Landless Natives/Unrecognized Southeast Alaska Native Communities Recognition and Compensation Act:
(From a Lisa Murkowski press release):
Murkowski introduced this bill in an effort to right the inequity that Native residents in five villages in Southeast — Ketchikan, Wrangell, Petersburg, Tenakee and Haines — were the only Alaska Natives not to benefit from the operation of both regional and village or urban corporations when the lands claim settlement was approved.
“Nearly 38 years have passed since the Alaska Native Claims Settlement Act became law and still the Native peoples of five communities in Southeast Alaska — the five ‘landless communities’' — are still waiting for their fair and just settlement. It is long past time that residents in these communities receive the same benefits that all other villages received. It is a simple matter of fairness,” Murkowski said.

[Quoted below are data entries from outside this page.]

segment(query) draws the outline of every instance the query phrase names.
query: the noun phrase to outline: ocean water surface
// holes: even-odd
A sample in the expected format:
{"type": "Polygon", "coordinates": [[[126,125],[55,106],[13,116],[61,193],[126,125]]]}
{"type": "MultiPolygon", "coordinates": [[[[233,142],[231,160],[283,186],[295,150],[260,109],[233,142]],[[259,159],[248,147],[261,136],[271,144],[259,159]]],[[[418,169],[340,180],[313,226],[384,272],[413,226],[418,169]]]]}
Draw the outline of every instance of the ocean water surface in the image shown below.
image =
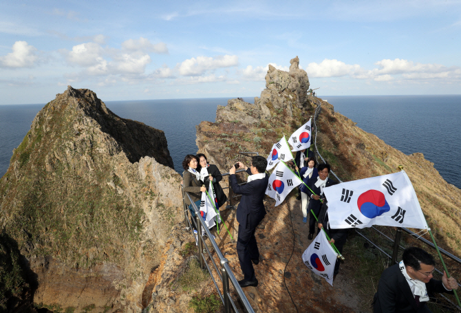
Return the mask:
{"type": "MultiPolygon", "coordinates": [[[[424,153],[449,183],[461,188],[461,96],[323,96],[335,110],[405,154],[424,153]]],[[[107,101],[123,118],[162,129],[175,169],[182,173],[186,154],[197,152],[195,125],[214,122],[217,105],[227,98],[107,101]]],[[[245,98],[253,102],[253,98],[245,98]]],[[[12,149],[30,129],[43,105],[0,105],[0,176],[8,168],[12,149]]],[[[223,171],[225,171],[223,169],[223,171]]],[[[430,177],[428,177],[428,179],[430,177]]]]}

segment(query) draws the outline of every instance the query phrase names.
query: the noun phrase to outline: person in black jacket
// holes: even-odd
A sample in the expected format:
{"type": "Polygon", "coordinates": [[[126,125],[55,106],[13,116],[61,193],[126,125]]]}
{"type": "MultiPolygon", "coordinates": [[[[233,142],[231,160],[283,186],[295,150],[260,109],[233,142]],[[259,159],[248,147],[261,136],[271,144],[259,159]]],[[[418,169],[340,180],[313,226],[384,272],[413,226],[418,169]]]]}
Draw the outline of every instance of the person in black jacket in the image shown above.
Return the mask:
{"type": "MultiPolygon", "coordinates": [[[[339,253],[343,253],[343,247],[344,247],[344,244],[345,244],[346,239],[347,239],[347,230],[348,228],[338,228],[333,229],[330,227],[330,223],[328,223],[328,202],[325,200],[323,201],[323,204],[321,205],[320,212],[319,213],[319,229],[325,230],[325,233],[330,237],[330,244],[334,244],[334,246],[336,247],[339,253]]],[[[339,272],[339,259],[336,259],[336,263],[334,264],[334,271],[333,272],[333,281],[336,278],[336,275],[339,272]]]]}
{"type": "Polygon", "coordinates": [[[251,263],[259,263],[255,231],[266,215],[263,199],[269,183],[269,175],[264,172],[267,160],[261,155],[251,158],[251,166],[246,166],[239,162],[239,167],[245,169],[250,176],[246,184],[239,186],[235,177],[235,166],[229,170],[231,186],[235,193],[242,195],[242,199],[237,208],[237,221],[239,222],[239,235],[237,240],[237,253],[244,279],[239,281],[241,287],[257,286],[258,280],[255,276],[255,269],[251,263]]]}
{"type": "Polygon", "coordinates": [[[210,181],[213,182],[213,188],[216,193],[216,199],[217,201],[217,208],[219,208],[227,201],[227,196],[219,185],[219,182],[222,180],[221,172],[217,166],[208,163],[206,156],[203,153],[198,153],[195,155],[199,160],[199,166],[197,171],[200,173],[200,180],[202,180],[206,187],[208,191],[210,186],[210,181]]]}
{"type": "MultiPolygon", "coordinates": [[[[323,163],[319,164],[317,171],[319,171],[317,179],[309,180],[309,184],[308,184],[309,188],[308,188],[308,190],[306,191],[308,195],[310,197],[309,206],[308,206],[308,211],[309,211],[309,236],[308,236],[308,239],[309,240],[312,240],[314,237],[315,226],[317,224],[312,212],[314,212],[315,216],[319,216],[320,207],[323,199],[325,199],[325,197],[323,196],[323,188],[338,184],[337,182],[328,178],[328,174],[330,174],[330,171],[329,164],[323,163]]],[[[317,228],[317,234],[319,234],[319,232],[320,228],[317,228]]]]}
{"type": "Polygon", "coordinates": [[[444,272],[442,281],[432,278],[435,261],[424,250],[409,247],[403,251],[398,264],[385,269],[378,284],[373,299],[374,313],[429,313],[426,305],[429,296],[436,292],[453,294],[458,283],[447,278],[444,272]]]}

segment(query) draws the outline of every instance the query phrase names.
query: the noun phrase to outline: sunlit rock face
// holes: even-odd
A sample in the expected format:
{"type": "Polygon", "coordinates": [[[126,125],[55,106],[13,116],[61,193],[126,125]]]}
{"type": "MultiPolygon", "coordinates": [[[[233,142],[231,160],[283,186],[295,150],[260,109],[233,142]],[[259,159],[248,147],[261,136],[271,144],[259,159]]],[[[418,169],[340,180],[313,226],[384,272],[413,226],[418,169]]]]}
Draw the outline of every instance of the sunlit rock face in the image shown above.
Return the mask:
{"type": "Polygon", "coordinates": [[[30,273],[27,294],[17,298],[76,312],[140,312],[147,281],[184,216],[173,165],[162,131],[117,116],[90,90],[58,94],[0,180],[0,225],[30,273]]]}

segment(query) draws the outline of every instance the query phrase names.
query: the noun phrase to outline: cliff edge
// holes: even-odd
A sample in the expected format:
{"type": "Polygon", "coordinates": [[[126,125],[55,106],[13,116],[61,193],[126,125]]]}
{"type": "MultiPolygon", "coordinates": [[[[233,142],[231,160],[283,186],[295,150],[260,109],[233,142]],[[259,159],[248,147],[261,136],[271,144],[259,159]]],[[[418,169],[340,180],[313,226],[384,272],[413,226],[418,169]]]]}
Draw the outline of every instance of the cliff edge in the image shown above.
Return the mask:
{"type": "Polygon", "coordinates": [[[117,116],[90,90],[57,95],[0,180],[0,257],[29,273],[8,305],[140,312],[183,218],[180,180],[162,131],[117,116]]]}

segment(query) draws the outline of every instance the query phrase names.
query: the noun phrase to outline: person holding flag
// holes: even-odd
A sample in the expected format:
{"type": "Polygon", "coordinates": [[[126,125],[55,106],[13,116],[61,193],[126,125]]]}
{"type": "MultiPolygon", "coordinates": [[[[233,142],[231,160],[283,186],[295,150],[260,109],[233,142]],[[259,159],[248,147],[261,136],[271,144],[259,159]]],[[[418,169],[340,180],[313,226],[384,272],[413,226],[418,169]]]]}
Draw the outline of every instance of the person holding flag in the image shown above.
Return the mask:
{"type": "Polygon", "coordinates": [[[240,186],[235,177],[235,165],[229,170],[232,189],[235,193],[242,195],[242,199],[237,208],[237,221],[239,224],[237,253],[244,273],[244,279],[239,281],[239,285],[242,288],[256,287],[258,285],[258,280],[255,275],[252,262],[255,264],[259,263],[259,250],[255,232],[266,215],[263,199],[269,181],[269,177],[264,173],[267,160],[261,155],[257,155],[251,158],[250,167],[246,166],[241,162],[237,164],[239,167],[245,169],[249,175],[248,182],[240,186]]]}
{"type": "Polygon", "coordinates": [[[444,272],[442,281],[433,279],[436,262],[424,250],[407,248],[402,261],[383,272],[373,299],[374,313],[429,313],[426,303],[436,292],[453,294],[456,279],[444,272]]]}
{"type": "Polygon", "coordinates": [[[283,202],[287,195],[303,181],[284,162],[278,164],[267,185],[266,194],[275,199],[275,206],[283,202]]]}
{"type": "Polygon", "coordinates": [[[199,160],[197,171],[200,172],[200,180],[204,182],[207,190],[210,188],[210,182],[213,182],[213,189],[216,194],[216,207],[219,209],[227,201],[227,196],[219,185],[219,182],[222,180],[222,175],[216,165],[208,162],[204,154],[198,153],[195,156],[199,160]]]}
{"type": "MultiPolygon", "coordinates": [[[[309,240],[312,240],[314,237],[315,226],[317,224],[314,215],[316,217],[319,216],[322,202],[325,199],[323,188],[338,184],[337,182],[328,178],[330,170],[331,168],[329,164],[323,163],[319,164],[317,166],[317,171],[319,171],[317,179],[309,180],[309,184],[308,185],[309,188],[306,191],[308,195],[310,198],[309,206],[308,206],[308,210],[309,210],[309,235],[308,236],[308,239],[309,240]]],[[[317,234],[319,234],[319,232],[320,232],[320,228],[317,229],[317,234]]]]}
{"type": "Polygon", "coordinates": [[[319,177],[319,171],[315,167],[317,162],[314,158],[308,158],[308,166],[301,169],[299,177],[303,180],[303,184],[300,186],[301,193],[301,209],[303,212],[303,223],[308,222],[308,206],[309,206],[309,199],[310,199],[308,195],[308,187],[309,186],[309,181],[310,180],[315,180],[317,181],[319,177]]]}
{"type": "MultiPolygon", "coordinates": [[[[288,143],[293,147],[292,151],[305,150],[310,147],[310,120],[294,131],[288,138],[288,143]]],[[[309,155],[307,155],[308,157],[309,155]]],[[[301,167],[298,165],[298,167],[301,167]]]]}
{"type": "MultiPolygon", "coordinates": [[[[327,199],[323,201],[322,204],[320,212],[319,213],[319,223],[317,226],[319,229],[321,230],[322,228],[327,233],[327,235],[330,238],[328,243],[333,244],[337,251],[342,254],[343,253],[343,247],[345,244],[346,239],[347,239],[347,228],[337,228],[332,229],[330,227],[330,223],[328,222],[328,202],[327,199]],[[325,227],[326,226],[326,227],[325,227]]],[[[336,263],[334,264],[334,270],[333,271],[333,281],[336,278],[336,275],[339,272],[339,265],[341,262],[339,259],[336,259],[336,263]]]]}
{"type": "Polygon", "coordinates": [[[283,136],[283,138],[272,147],[270,154],[269,154],[267,158],[268,165],[266,170],[269,171],[277,165],[281,160],[283,162],[288,162],[292,159],[293,155],[291,153],[291,150],[290,150],[290,146],[288,146],[286,139],[283,136]]]}

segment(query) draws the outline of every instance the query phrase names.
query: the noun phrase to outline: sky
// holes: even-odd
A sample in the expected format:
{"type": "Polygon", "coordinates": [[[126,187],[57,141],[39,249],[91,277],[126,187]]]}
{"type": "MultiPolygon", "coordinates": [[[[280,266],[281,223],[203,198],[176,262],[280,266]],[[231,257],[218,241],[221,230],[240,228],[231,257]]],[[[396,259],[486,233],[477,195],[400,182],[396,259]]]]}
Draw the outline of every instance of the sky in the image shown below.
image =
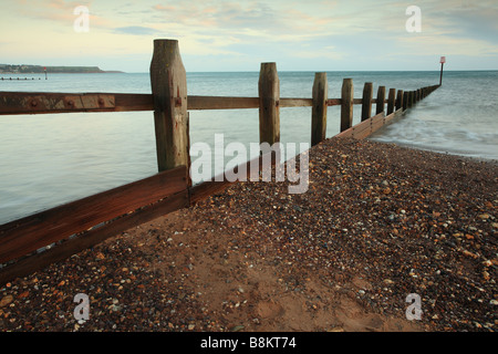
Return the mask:
{"type": "Polygon", "coordinates": [[[175,39],[187,72],[259,71],[261,62],[439,70],[442,55],[445,70],[498,70],[496,0],[0,0],[0,9],[3,64],[148,72],[153,41],[175,39]]]}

The Alaska Native Claims Settlement Act awarded $966 million and 44 million acres of land to Alaska Natives and provided for the establishment of Native Corporations to receive and manage such funds and lands. The beneficiaries of the settlement were issued stock in one of 13 regional Alaska Native corporations – 12 based in Alaska. Most beneficiaries also had the option to enroll and receive stock in a village, group or urban corporation.

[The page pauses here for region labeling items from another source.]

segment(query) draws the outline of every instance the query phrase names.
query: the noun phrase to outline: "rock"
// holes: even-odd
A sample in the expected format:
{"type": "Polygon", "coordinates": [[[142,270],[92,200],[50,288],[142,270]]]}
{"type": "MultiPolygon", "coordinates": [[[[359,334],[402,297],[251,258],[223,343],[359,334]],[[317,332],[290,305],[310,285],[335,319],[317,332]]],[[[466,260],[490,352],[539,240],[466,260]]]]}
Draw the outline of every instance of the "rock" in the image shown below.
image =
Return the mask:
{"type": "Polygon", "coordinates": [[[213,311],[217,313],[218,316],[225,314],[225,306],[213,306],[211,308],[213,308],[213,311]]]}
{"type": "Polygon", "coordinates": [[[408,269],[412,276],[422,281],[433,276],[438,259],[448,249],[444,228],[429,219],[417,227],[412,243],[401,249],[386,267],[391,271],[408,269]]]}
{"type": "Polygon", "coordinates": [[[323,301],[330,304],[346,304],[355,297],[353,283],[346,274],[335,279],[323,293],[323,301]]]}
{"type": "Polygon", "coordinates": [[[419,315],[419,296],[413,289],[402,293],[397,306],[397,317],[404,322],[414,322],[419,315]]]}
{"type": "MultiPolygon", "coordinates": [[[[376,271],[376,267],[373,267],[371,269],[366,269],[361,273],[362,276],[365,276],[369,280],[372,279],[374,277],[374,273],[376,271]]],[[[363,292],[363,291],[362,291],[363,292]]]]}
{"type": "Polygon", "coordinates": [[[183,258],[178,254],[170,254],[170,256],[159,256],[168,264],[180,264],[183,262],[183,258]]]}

Murkowski said that for reasons still unclear, the Native peoples of the “landless communities'' were not permitted by ANCSA to form village or urban corporations. The communities were excluded from the benefit even though they did not differ significantly from other communities in Southeast Alaska that were permitted to form village or urban corporations under the Alaska Native Claims Settlement Act.
For example, Ketchikan had more Native residents in 1970, the year of a membership census, than Juneau, which was permitted to form the Goldbelt urban corporation. This finding was confirmed in a February 1994 report submitted by the Secretary of the Interior at the direction of Congress. That study was conducted by the Institute of Social and Economic Research at the University of Alaska.

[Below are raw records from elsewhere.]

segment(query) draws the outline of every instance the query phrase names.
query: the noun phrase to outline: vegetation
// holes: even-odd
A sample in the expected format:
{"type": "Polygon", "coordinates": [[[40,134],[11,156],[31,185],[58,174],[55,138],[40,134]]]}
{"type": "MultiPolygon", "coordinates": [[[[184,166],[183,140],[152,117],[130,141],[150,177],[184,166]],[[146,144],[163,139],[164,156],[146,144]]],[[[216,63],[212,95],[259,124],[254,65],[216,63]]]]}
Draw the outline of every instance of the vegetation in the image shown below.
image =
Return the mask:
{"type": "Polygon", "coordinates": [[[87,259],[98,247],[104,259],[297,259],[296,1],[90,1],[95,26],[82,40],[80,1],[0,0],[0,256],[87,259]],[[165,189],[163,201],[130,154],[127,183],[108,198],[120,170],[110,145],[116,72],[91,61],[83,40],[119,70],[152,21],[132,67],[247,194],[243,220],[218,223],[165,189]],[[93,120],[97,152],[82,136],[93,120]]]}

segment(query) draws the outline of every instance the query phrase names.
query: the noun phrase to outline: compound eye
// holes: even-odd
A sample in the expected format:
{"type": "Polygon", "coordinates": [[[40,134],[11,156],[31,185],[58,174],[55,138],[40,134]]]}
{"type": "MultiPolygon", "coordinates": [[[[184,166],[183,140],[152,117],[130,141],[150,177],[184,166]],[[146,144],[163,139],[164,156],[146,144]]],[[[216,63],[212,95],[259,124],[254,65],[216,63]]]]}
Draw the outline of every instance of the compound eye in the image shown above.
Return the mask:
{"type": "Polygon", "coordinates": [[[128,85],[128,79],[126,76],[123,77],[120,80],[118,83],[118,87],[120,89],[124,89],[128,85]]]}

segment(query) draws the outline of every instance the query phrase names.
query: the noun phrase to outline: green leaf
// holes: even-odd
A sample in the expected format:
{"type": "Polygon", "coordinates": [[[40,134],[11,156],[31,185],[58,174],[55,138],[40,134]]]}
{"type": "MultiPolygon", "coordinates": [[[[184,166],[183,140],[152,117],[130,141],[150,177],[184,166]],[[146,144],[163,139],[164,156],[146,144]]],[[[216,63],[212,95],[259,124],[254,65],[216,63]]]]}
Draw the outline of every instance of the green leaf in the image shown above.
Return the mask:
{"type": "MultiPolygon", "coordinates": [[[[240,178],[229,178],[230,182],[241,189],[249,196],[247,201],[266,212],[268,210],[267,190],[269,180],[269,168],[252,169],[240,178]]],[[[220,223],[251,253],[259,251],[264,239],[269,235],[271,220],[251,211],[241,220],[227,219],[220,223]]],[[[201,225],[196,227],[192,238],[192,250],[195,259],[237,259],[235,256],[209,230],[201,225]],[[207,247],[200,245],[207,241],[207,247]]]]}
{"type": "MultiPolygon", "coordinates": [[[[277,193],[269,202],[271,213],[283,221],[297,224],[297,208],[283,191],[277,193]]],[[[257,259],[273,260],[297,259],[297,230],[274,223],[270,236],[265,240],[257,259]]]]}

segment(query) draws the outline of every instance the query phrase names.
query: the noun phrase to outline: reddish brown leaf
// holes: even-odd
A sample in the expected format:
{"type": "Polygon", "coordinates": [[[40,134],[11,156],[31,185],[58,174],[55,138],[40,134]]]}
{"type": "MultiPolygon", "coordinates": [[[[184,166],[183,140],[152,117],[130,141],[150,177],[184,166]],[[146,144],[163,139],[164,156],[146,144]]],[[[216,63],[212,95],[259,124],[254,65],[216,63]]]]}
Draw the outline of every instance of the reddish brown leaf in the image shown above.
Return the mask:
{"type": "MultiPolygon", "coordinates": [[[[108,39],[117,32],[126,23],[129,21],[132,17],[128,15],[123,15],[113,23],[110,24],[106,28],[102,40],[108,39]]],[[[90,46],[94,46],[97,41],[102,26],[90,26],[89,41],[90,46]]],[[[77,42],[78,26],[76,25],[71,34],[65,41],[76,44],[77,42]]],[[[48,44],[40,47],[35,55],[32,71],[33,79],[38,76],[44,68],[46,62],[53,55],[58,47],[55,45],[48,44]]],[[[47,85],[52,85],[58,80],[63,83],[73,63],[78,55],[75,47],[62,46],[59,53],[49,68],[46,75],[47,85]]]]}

Under Murkowski’s bill, Natives in the five towns will be able to form “urban” corporations. The corporations would be offered and could accept the surface estate to 23,040 acres of land – one township as granted to all other village corporations. Sealaska Corporation, the regional Alaska Native Corporation for Southeast Alaska, would receive title to the subsurface estate of the designated lands.
The urban corporations would each receive a lump sum payment ($650,000) to be used as start-up funds for the newly established corporations. The Secretary of the Interior would determine other appropriate compensation to redress the inequities faced by the unrecognized communities, potentially including access to a federal surplus property ownership account.